I welcome the cut in the duty on beer, although the VAT rise added 5p to a pint of beer, and the likely benefit of the measure will be offset by the loss of jobs and sales in the whisky industry, so it is not quite the achievement that some people might think. I am also pleased that the Chancellor has offered some certainty by scrapping, rather than postponing for the umpteenth time, the planned rise in petrol. The £3 billion lift in capital spending is welcome, but we need it now, not in 2015. His own fiscal rules allow him to borrow to invest: why does he not do so?
We can all welcome the cut in national insurance for small employers as probably the one genuinely growth-stimulating measure in the Budget. Perhaps that is not surprising, as it was our idea.
The Chancellor has once again promised a cut in corporation tax in 2015. Just like the now-forgotten triple A rating, stimulating inward investment by cuts to corporation tax is a Government mantra. It is not working, however. Foreign direct investment inflows to the UK fell between 2010 and 2011, and are now about a third of what they were before the crash. Meanwhile our total investment rate is 15% of GDP—the lowest in the G7—and our current account deficit is now at its highest since the 1980s. We are stifling opportunities for investment.

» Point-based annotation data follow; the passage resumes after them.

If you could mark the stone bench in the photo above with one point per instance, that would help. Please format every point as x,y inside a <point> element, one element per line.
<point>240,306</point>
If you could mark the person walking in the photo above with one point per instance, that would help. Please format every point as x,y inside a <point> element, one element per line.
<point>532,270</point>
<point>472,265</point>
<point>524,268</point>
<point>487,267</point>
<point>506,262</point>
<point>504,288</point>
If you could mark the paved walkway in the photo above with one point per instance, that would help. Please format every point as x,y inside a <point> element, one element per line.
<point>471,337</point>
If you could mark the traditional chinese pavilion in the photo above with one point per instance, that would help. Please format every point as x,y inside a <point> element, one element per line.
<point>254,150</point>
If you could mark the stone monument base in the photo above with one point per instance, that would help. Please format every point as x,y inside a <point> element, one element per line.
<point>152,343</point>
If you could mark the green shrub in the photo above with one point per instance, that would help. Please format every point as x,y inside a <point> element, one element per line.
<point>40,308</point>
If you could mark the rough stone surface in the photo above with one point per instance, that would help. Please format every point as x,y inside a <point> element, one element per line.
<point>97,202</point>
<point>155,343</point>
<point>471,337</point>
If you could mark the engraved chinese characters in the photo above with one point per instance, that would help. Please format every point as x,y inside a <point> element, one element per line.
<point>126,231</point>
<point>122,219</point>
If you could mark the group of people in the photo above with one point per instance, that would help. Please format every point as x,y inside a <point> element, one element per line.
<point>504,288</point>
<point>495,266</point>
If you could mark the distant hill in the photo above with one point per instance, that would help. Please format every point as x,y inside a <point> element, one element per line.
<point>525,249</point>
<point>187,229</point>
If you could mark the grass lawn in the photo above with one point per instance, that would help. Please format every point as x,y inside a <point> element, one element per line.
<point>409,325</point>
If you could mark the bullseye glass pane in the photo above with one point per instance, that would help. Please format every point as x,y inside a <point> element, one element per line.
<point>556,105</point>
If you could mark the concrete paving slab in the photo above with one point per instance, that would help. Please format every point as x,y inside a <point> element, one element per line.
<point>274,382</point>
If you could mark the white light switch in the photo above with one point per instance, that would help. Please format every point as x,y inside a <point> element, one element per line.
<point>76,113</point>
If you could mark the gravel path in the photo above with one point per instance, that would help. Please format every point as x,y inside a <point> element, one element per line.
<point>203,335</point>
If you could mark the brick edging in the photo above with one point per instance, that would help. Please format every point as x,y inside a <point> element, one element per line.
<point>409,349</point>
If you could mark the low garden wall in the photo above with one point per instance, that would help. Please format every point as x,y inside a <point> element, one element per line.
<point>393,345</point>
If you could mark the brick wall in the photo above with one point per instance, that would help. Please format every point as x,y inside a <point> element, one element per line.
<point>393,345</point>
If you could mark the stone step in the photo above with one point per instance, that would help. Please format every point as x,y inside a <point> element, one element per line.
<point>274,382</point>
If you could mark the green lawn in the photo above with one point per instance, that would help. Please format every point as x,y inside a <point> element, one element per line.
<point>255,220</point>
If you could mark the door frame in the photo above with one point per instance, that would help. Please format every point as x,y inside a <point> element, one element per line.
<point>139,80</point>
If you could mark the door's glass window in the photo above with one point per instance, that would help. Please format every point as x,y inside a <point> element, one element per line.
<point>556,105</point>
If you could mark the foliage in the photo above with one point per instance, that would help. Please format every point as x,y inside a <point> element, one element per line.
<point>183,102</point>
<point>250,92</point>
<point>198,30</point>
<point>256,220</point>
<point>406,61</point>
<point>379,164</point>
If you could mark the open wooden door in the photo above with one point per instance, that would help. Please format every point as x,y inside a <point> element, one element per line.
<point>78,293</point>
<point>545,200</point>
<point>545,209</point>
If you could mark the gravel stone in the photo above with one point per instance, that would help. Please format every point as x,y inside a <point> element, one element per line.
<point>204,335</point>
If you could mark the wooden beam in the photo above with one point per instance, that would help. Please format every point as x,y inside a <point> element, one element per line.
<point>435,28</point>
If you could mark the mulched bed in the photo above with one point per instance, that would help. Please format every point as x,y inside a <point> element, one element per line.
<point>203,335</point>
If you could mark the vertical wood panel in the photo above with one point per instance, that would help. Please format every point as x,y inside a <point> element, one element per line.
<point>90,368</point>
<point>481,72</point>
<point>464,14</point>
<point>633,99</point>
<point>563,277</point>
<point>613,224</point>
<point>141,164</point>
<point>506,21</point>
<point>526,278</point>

Legitimate foreign students are worth approximately £8 billion a year to the British economy, and that is being lost in pursuit of the Home Secretary’s immigration target. Simultaneously, she is letting in 30,000 people a year on temporary student visas that require no entry qualifications, no evidence of income and no guarantee of qualification. As usual, it is the wrong target at the wrong time. Similarly, the lack of Chinese tourists means that the very people we need to attract and to encourage to trade with us are now four times more likely to take their spending to France.

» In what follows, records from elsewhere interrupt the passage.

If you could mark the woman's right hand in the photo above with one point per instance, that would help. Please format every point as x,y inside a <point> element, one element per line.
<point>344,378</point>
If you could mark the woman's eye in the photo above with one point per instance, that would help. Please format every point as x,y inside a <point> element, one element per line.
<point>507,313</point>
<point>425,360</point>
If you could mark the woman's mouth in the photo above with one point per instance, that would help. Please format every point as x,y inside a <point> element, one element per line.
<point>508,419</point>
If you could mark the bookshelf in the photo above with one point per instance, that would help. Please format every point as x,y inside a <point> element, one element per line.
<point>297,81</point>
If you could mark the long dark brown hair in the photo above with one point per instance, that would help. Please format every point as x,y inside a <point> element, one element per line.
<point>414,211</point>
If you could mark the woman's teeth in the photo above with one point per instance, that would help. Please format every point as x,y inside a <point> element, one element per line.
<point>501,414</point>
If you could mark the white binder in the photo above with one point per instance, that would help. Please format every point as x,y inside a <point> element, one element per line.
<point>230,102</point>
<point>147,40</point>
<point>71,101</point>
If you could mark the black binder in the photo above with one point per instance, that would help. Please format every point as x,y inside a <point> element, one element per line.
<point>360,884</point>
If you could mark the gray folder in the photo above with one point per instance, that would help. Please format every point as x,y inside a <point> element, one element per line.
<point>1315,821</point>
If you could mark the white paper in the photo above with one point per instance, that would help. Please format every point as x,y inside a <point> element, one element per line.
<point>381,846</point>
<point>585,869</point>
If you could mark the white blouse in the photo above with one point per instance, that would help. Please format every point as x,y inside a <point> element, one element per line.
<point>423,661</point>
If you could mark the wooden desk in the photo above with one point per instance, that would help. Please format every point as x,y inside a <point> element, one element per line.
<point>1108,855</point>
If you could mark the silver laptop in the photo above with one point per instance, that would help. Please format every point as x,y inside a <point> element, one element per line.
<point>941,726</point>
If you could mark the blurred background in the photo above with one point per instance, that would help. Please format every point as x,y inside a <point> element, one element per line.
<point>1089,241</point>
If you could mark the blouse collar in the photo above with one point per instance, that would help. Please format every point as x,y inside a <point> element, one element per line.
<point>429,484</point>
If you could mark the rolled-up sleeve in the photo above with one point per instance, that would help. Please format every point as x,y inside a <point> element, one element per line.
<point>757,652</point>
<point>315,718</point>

As usual, this was a Budget of missed opportunities. Where is the plan for a properly capitalised British investment bank of the kind operated by every other G7 country? There is nothing in the Budget about a target to decarbonise by 2030, but that is exactly the message that would provide certainty for the renewables supply chain and create jobs. Only one in 10 wind farm components are directly sourced in the UK. Why is it that the Chancellor is unable to see what everybody else can see?
The Chancellor called this a budget for an aspiration nation; it sounds more like alienation to me. He is presiding over what Professor Arnold Blumberg calls a zombie economy where rising inflation and no growth eats away at savings, strangles enterprise and innovation, and deprives small businesses of the capital and opportunities they need to grow. We have yet to see who the real beneficiaries of the abolition of stamp duty on share trading will be, but we know who it will not be. This is an alienation budget because the vast majority of our people are into their third year of pay cuts and falling livings standards, and the only ones doing okay are the millionaires in line for a tax cut. There is alienation as it emerges that the mortgage assistance scheme is actually a second home subsidy at the very time when the bedroom tax threatens to throw others out on to the street.
I invite the Chancellor to try listening to real people, like I do. Of those I surveyed in Selly Oak, 50% said that creating jobs and the conditions for jobs should be his top priority, 39% were worried about the rise in domestic gas and electricity prices, and 29% cannot make ends meet and will be forced into debt by his policies. The people of Selly Oak are a good barometer and they know what needs to be done. When will this Chancellor start to listen to real people and do the things that the country desperately needs?